I've heard that for mini goats you have to use the 5/16 system. What else will I need with the system? Ink? My prefix for the two registries I'm in are different. So I need to make them both match or can I just do both?

Dewormer- 
A vet that bought a buckling of mine last year recommended Dectomax to me. Has anyone ever used this before?

Thanks


----------



## sparks879 (Oct 17, 2007)

I like the 5/16 size even for swiss breeds. its easy to read, and it hold five digets which in washington is great. Any un registered animals that show up at the auction have to be registered here and my herd tatoo is three letter, plus wa for born in washington so it fits perfectly. I also have two sets of prongs, this way i can have my erd tattoo in one and i can do the numbers in the other. I don;t have to constantly switch them.

beth


----------



## goathappy (Oct 5, 2007)

I have the 5/16 and even for standard size goats its really nice. I dont' know how big nigis ears are but I think that 5/16 should do. If it doesn't, they make .3 size.

For your tattoo prefixes, you'll have to call the breed registries and get the same prefix for both, so there is less confusion.

As far as wormers go, Dectomax is a cattle wormer that it not widely used and is still effective. Yes you can use it on goats, but I don't know what the doseage is, or what worms it treats. Fias Co farm has in on their website I think.


----------



## Muddy Creek Farm (Oct 5, 2007)

I have the 5/16 for my Nigis. With two prongs as well (I think it is a must). I just finished all of my shopping


----------



## StaceyRosado (Oct 5, 2007)

you shop for the entire year in one sitting? oh boy! I am always ordering stuff throughout the year.

There is always something I need that I "forgot" or didn't know I would need. 

Right now my big item I want is a milking stand which I already have the one in mind, just waiting for my federal tax refund so I can treat myself to it 

I am not sure what i am going to do about the tatoo issue - since I have never seen it done it scares me out of my mind!

so if I do get that done I will need to purchase that as well - :hair: :sigh:


----------



## Muddy Creek Farm (Oct 5, 2007)

I was scared to death to tattoo. But it is SOOOOOOOOOOOO easy.


----------



## sparks879 (Oct 17, 2007)

tattooing is really easy, they scream and wiggle just like when disbudding but its quick and over soon. Just make sure you do it on paper first to make sure your letters are in the right order.
beth


----------



## StaceyRosado (Oct 5, 2007)

anybody want to take a video when they tatoo? i would beforever greatful!

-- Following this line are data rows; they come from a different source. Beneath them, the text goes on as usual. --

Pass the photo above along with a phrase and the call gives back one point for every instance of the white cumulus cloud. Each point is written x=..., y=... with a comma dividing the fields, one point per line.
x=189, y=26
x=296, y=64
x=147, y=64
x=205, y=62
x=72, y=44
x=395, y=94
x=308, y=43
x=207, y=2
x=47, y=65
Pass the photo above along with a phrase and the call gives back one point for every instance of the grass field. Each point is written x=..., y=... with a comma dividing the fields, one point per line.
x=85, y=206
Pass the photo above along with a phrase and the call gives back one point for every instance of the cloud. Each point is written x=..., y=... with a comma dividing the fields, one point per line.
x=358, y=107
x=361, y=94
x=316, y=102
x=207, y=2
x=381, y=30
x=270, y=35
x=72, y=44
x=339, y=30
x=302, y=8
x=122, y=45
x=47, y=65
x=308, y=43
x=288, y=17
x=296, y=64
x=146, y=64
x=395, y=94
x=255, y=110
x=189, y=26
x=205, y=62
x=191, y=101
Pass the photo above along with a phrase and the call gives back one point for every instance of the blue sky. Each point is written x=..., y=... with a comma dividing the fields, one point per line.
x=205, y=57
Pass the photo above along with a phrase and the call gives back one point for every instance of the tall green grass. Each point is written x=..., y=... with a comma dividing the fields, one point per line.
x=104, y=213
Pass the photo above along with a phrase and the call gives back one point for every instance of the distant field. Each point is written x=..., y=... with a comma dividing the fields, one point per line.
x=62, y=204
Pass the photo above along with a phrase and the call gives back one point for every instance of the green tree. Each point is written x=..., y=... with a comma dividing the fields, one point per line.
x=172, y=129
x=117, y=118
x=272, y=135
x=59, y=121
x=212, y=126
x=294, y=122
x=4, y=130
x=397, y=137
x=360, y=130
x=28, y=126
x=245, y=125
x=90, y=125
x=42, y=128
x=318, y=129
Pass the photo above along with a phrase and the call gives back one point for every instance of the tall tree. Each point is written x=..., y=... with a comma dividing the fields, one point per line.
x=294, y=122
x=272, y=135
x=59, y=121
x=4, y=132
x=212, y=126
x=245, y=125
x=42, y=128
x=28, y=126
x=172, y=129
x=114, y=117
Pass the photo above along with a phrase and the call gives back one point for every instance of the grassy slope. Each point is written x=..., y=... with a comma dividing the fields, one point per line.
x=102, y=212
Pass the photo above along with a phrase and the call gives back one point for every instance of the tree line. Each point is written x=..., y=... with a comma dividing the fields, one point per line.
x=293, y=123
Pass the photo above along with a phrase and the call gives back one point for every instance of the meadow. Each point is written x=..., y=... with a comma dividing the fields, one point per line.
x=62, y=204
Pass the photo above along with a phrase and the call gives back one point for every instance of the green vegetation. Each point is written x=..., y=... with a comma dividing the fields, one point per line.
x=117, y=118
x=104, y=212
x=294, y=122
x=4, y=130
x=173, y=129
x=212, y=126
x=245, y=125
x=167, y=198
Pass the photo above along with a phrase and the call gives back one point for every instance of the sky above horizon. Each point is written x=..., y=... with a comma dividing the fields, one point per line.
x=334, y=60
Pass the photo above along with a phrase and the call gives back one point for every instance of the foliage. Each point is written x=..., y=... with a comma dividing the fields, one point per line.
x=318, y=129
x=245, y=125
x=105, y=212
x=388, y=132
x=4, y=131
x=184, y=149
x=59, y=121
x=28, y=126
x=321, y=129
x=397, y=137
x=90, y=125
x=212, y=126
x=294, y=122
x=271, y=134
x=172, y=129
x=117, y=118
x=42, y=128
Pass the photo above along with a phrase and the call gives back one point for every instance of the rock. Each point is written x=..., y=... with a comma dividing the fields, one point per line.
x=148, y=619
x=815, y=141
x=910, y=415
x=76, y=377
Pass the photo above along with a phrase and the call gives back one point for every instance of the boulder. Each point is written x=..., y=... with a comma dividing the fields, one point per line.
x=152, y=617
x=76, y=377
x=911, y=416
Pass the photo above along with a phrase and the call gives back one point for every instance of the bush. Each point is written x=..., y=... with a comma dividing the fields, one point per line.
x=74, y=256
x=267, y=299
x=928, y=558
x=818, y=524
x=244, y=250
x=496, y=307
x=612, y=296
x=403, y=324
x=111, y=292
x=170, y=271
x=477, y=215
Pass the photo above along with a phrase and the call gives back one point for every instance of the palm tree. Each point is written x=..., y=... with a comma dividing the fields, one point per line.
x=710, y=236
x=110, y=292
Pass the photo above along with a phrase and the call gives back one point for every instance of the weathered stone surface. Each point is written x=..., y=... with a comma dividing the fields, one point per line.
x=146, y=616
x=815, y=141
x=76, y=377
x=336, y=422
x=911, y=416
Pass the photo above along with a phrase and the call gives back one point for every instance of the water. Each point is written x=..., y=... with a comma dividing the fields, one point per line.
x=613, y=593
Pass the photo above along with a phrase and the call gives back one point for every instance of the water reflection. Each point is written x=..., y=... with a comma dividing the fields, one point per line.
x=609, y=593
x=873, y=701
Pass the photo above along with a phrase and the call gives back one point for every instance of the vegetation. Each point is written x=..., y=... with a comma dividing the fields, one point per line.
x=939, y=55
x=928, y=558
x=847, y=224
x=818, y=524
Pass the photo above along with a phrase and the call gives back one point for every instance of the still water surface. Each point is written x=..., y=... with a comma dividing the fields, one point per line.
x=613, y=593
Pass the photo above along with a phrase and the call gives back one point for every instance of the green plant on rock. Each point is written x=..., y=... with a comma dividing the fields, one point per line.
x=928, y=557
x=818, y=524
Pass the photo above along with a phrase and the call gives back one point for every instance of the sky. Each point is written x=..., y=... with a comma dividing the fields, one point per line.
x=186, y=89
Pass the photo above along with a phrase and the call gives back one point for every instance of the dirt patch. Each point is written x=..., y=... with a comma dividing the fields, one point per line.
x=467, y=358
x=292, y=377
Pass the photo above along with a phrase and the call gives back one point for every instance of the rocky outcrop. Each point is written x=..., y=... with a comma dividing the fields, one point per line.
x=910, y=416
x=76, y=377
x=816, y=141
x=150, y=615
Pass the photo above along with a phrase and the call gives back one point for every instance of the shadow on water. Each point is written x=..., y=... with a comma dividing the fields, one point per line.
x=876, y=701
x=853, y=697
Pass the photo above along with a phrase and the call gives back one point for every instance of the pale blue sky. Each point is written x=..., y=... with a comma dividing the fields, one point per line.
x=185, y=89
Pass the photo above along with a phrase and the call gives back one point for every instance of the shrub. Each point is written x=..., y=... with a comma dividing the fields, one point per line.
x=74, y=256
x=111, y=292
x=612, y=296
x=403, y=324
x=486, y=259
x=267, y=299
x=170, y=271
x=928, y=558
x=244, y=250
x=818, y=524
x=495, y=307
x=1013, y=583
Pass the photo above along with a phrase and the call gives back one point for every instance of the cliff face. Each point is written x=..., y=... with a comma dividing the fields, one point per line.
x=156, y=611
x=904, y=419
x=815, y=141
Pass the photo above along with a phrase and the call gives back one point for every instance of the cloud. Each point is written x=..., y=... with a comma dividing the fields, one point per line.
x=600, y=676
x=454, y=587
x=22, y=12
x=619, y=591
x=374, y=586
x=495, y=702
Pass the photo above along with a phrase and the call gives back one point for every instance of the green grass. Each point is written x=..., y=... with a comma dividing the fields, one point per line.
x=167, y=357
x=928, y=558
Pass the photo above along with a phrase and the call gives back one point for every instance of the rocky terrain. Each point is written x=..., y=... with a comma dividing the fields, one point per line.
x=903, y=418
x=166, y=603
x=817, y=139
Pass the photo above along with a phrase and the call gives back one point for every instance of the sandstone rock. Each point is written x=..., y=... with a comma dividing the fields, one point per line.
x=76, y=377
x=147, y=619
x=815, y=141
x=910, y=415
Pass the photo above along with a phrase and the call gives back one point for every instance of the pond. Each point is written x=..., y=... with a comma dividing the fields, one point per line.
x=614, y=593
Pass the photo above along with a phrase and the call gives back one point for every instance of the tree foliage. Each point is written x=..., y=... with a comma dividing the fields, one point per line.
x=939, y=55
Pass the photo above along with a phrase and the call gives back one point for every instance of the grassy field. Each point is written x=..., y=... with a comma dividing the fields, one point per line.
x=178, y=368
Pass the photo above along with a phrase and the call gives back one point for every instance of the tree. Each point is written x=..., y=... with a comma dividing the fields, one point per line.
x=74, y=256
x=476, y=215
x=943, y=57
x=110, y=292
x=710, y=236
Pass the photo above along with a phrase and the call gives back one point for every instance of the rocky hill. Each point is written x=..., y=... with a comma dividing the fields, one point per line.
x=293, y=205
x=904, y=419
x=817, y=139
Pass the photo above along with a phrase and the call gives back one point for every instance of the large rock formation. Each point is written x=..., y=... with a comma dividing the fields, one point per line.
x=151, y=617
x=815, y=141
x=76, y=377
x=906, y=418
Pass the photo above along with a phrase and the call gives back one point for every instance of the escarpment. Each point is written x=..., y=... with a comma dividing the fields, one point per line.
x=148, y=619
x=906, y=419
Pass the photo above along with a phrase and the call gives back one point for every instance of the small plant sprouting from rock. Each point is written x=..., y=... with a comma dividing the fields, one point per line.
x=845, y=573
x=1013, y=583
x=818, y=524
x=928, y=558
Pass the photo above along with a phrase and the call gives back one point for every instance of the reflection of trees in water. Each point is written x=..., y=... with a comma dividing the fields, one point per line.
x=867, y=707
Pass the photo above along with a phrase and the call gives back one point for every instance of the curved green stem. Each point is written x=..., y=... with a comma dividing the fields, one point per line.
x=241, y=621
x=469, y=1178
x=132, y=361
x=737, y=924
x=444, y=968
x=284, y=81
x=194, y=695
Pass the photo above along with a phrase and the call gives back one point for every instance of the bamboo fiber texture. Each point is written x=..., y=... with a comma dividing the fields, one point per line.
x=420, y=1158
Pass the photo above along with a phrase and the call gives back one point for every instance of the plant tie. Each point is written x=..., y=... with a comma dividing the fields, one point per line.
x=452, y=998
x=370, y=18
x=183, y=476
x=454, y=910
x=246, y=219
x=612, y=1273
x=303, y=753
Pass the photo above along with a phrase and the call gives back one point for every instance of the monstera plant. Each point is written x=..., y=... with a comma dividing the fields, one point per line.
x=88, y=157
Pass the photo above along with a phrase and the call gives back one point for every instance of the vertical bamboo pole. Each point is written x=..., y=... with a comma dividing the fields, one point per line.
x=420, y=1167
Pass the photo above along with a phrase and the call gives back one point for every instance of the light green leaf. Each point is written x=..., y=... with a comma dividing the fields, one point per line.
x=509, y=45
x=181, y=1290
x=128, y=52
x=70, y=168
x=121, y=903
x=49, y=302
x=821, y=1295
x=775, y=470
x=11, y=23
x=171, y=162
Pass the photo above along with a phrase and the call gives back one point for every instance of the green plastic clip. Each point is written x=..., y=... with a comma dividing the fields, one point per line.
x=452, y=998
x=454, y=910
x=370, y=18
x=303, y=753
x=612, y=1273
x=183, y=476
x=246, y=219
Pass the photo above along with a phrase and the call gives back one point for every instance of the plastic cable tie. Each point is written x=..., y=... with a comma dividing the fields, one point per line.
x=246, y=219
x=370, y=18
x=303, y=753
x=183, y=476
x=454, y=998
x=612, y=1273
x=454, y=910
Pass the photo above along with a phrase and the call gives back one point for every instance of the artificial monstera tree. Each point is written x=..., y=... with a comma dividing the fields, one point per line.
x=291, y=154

I am still going to try to get someone to show me or even do any kids born (if does) so I can learn by watching


----------



## sparks879 (Oct 17, 2007)

I can try and get one. but im not going to have kids till march. so it will be a few more weeks. I use a disbudding box when tattooing and i usually do it the same day. More pain but then its all done and they don;t have to be stuck in the box again.
beth


----------



## StaceyRosado (Oct 5, 2007)

I won't have kids till may - so that is plenty of time


----------



## sparks879 (Oct 17, 2007)

ok i will see what i can do. I have a couple really young kids from last year to do but its been so yucky and everyones legs are all muddy so i really don;t want to do it right now. Wait till the weather warms up.
beth


----------



## StaceyRosado (Oct 5, 2007)

sorry Sarah for stealing your thread - seems like I have done this quite a bit today


----------



## Muddy Creek Farm (Oct 5, 2007)

I could also take a video, I have some older kids to do as well. But I have to wait till my complete tattoo alphabet gets here =)


----------



## GSFarm (Oct 6, 2007)

No problem Stacey! 

I'm ordering soon. Any thoughts on the wormer? I might just use Cydectin again since it works well.


----------



## nancy d (Oct 5, 2007)

*waving hand in air eager with the right answer*

"But Miss Roop Miss Roop, you can build your own milking stand!"


----------



## StaceyRosado (Oct 5, 2007)

lol nancy!!!

I have thought of that but we have a wooden one now that didn't stand up to the attacks of the goats. So I will get a metal one that is also more sanitary. 

Thanks for the ego boost though 


Sarah as to the wormer - yes i have heard it is a good wormer but never used it.

Very good all around wormer that is very expensive. But if I could afford it I would get it.

I don't know the dosage though, sorry.


----------